A major fleet revamp continues at Aerolineas Argentinas as its tenth Airbus A340-300 was delivered on 9 January and the eleventh aircraft is scheduled for delivery next month.
The introduction of Next Generation Boeing 737-800s also constitutes a key part of the airline's fleet renewal plans, according to carrier VP fleet planning and financial restructuring Sergio García Gómez, who revealed that the airline recently closed a contract for two brand new 737-800s to be leased from AWAS in September this year. After Aerolineas recently completed the purchase of 20 Embraer E-190 aircraft, it has been suggested that further Embraer acquisitions could be a possibility.
The airline's tenth A340-300 delivery (MSN 126) is the second of three former Cathay Pacific aircraft to be operated through six year lease agreements with ICON and Wells Fargo; the first (MSN 123) having arrived in December. In addition to the imminent arrival of the third A340 (MSN 128) in February, an ex-Air France A340-300 (MSN 373) was delivered by ILFC in December, García Gómez said.
It is intended that the A340s will homogenize the fleet and replace the airline's 747-400s; one of which is already in storage and the remaining two will be retired by 1 February. Aerolineas plans to operate 15 widebodies by 2014.
In terms of narrowbodies, an initial four 737-800s will complement Aerolineas's current fleet of 15 Boeing NGs, which it is aiming to increase to 38 aircraft by 2014. In addition to the two new 737-800s arriving in September, the airline began leasing a 2001 vintage former Air Berlin 737-800 (MSN 30570) from Macquarie AirFinance in December last year, with one more 2001 built ex-Air Berlin 737-800 (MSN 30478), being delivered by Macquarie later this month.
Aerolineas is set to receive seven more 737-700s from ILFC during the course of 2012 as part of a ten-aircraft deal that saw three other 737-700s delivered last year. The airline, which has full ownership of two of its 737-700s, had a further 10 delivered by GECAS between 2009 and 2010.
The plethora of new deliveries dovetails with several of the airline's lease agreements which are due to expire. "Many of our 737-500s are coming off their leases and we aim to have retired all 17 of them by 1 April this year," García Gómez said. The airline's 18 737-200s have already been retired and redelivered in 2009 and 2010.

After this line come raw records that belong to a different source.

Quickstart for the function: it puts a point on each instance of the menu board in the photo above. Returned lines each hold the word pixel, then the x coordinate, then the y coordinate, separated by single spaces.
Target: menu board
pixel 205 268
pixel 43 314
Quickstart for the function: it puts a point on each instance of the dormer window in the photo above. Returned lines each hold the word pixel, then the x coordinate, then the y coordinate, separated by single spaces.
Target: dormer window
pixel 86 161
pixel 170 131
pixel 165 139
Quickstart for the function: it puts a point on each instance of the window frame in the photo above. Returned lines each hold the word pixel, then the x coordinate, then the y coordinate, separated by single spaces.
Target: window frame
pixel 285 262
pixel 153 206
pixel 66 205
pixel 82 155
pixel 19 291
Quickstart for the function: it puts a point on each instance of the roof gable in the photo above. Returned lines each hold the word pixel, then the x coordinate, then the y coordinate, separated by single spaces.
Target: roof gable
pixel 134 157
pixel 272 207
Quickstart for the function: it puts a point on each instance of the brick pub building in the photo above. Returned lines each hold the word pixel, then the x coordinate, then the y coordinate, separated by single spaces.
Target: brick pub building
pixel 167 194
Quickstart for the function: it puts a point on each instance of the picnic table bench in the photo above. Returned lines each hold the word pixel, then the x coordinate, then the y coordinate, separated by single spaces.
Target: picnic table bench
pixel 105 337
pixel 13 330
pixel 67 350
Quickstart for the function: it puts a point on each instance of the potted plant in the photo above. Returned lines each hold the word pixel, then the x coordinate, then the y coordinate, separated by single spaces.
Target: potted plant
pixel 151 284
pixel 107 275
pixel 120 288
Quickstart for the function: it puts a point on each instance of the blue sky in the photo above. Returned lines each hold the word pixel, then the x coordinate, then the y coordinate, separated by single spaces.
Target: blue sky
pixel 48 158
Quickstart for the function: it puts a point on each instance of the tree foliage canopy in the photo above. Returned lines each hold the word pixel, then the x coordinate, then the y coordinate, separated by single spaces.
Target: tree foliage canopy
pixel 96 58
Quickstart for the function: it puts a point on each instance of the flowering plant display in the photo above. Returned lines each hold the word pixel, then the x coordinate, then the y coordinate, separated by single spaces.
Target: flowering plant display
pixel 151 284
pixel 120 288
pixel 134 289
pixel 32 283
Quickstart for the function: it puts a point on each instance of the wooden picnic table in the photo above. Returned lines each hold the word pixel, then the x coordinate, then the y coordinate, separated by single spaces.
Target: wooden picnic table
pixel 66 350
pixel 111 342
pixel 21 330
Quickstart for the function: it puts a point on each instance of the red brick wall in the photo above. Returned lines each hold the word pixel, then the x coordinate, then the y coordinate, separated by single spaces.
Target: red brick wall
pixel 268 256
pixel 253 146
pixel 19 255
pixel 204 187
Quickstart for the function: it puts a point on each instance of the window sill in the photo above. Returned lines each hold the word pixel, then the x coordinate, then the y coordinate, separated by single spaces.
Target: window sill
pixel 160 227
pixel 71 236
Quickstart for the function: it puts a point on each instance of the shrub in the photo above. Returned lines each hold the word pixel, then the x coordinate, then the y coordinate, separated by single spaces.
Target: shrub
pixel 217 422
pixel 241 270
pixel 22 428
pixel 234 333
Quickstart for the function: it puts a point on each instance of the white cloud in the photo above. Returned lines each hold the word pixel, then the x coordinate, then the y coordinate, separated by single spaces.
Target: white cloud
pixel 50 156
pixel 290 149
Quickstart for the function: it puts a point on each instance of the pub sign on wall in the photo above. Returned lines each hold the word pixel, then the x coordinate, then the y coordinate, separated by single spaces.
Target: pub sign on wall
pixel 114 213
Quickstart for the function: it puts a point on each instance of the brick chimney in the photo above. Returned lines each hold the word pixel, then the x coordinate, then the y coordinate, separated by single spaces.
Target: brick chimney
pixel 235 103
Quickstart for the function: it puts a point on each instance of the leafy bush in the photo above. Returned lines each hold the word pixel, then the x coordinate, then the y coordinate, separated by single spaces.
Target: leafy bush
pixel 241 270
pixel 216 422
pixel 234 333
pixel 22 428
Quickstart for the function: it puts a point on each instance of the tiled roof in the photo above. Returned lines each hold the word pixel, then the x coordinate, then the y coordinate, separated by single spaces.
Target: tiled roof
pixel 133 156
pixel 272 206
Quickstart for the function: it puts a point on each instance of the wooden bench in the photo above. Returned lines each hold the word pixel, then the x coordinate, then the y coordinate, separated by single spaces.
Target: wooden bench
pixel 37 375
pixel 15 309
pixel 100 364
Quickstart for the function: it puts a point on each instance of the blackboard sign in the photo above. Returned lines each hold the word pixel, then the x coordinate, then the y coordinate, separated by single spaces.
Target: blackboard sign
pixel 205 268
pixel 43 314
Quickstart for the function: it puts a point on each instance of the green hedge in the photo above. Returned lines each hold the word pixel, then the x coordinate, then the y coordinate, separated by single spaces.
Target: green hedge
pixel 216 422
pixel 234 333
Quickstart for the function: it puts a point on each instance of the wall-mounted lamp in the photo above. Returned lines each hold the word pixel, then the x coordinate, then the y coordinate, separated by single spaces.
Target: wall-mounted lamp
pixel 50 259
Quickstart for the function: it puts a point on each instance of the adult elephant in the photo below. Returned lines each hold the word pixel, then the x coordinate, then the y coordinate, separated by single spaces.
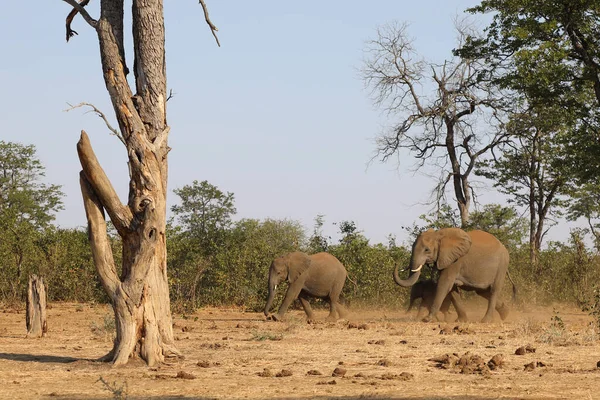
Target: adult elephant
pixel 473 260
pixel 319 275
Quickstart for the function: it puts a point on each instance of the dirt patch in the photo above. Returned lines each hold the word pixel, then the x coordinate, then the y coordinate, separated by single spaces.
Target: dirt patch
pixel 380 354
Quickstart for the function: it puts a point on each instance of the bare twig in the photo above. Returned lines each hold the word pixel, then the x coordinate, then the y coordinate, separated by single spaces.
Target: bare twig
pixel 78 8
pixel 101 115
pixel 212 26
pixel 160 138
pixel 171 95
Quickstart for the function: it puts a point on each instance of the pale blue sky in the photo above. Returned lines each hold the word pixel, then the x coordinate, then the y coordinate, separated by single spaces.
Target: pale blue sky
pixel 277 115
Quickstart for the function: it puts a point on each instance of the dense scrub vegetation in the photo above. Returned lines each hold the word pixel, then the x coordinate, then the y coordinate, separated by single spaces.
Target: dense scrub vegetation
pixel 217 260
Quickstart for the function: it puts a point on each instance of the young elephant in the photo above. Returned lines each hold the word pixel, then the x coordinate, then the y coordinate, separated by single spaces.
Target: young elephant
pixel 319 275
pixel 425 290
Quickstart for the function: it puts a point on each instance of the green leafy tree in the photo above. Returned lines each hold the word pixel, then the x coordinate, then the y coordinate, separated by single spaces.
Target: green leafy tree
pixel 317 242
pixel 436 128
pixel 204 214
pixel 557 42
pixel 531 168
pixel 501 221
pixel 27 209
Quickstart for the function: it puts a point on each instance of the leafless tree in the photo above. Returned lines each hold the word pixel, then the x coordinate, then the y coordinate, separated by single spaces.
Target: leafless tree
pixel 140 294
pixel 442 129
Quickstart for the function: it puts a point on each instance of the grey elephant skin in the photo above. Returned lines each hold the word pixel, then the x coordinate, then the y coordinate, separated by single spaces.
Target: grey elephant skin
pixel 425 290
pixel 319 275
pixel 474 260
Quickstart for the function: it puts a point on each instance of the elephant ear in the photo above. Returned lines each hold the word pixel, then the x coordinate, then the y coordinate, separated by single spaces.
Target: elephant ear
pixel 297 263
pixel 454 243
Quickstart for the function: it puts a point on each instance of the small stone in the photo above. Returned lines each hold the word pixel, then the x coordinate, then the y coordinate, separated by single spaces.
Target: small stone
pixel 530 366
pixel 283 373
pixel 521 351
pixel 266 373
pixel 406 376
pixel 384 362
pixel 185 375
pixel 496 362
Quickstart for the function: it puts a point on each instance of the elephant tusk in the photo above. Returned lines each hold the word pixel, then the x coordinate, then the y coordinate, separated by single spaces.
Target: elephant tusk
pixel 418 269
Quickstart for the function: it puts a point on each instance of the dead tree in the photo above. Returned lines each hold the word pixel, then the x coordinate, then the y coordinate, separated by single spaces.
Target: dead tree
pixel 437 129
pixel 140 294
pixel 35 316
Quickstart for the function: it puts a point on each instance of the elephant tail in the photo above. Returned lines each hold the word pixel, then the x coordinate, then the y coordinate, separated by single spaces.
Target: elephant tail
pixel 514 287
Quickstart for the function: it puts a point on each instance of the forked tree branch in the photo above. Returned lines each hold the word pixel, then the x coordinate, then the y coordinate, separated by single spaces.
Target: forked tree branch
pixel 101 115
pixel 78 8
pixel 212 26
pixel 101 250
pixel 120 215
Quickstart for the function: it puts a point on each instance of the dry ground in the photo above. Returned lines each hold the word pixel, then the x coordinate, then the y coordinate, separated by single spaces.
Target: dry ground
pixel 385 354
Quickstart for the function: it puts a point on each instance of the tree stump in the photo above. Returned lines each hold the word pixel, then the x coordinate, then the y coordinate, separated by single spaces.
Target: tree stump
pixel 36 307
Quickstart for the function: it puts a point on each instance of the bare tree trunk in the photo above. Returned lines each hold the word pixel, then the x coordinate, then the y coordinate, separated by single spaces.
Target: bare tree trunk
pixel 140 296
pixel 35 317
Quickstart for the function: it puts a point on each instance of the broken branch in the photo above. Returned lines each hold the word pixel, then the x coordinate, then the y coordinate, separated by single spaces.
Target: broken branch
pixel 101 115
pixel 120 215
pixel 78 8
pixel 212 26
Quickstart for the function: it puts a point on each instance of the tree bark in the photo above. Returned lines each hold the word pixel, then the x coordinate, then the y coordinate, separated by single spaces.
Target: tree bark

The replacement process has not been without its challenges, acknowledged García Gómez, who explained that in certain cases the airline had to negotiate early termination agreements with relevant lessors. Aerolineas views the collaboration of individual lessors as paramount to shaping the successful turnaround of the airline. "We are in the middle of the river, not on the other side yet," noted García Gómez, adding that he was keen to limit the number of lessors, in contrast with the seven firms involved in leasing the airline's 737 500s.
"We want to cooperate with lessors that understand the importance of timing and possess the ability to find technical solutions to returning aircraft, as well as being able to supply us with new aircraft," García Gómez said. 2012 will be a year of returning older aircraft and gradually introducing newer models, he noted.
The 20 fully-owned Embraer E-190s operated by Austral Lineas Aireas, the domestic carrier of the Aerolineas Argentinas Group, have ensured the airline is on track with its plans to replace its ageing Boeing MD-80 aircraft. Nine of the Brazilian jets were purchased in 2010 and 11 last year through a 12-year export credit financing agreement with Brazilian state bank BNDES. Initially the aircraft will be deployed on domestic routes, before gradually being integrated on routes to neighbouring countries, García Gómez said.
Aerolineas aims to have withdrawn all 25 of its MD-80s by 1 April. Similar to the 737 500s, many of the leases are due expire in 2012, according to García Gómez. "We retired seven of them last year and are currently in discussions with a number of the lessors involved to return a further seven," he said.
The airline has already received interest for some of the 11 MD-80s it owns outright, García Gómez explained, "either in the aircraft itself or parts of the aircraft". The group will be "considering alternatives over the next few months," he said.
The airline's renewed objectives centre on the commonality, efficiency and modernity of its fleet, which currently fly across Europe, North America, New Zealand, Australia and Latin America. It is understood to be in the process of considering restarting flights from New York John F Kennedy and Charles de Gaulle airports.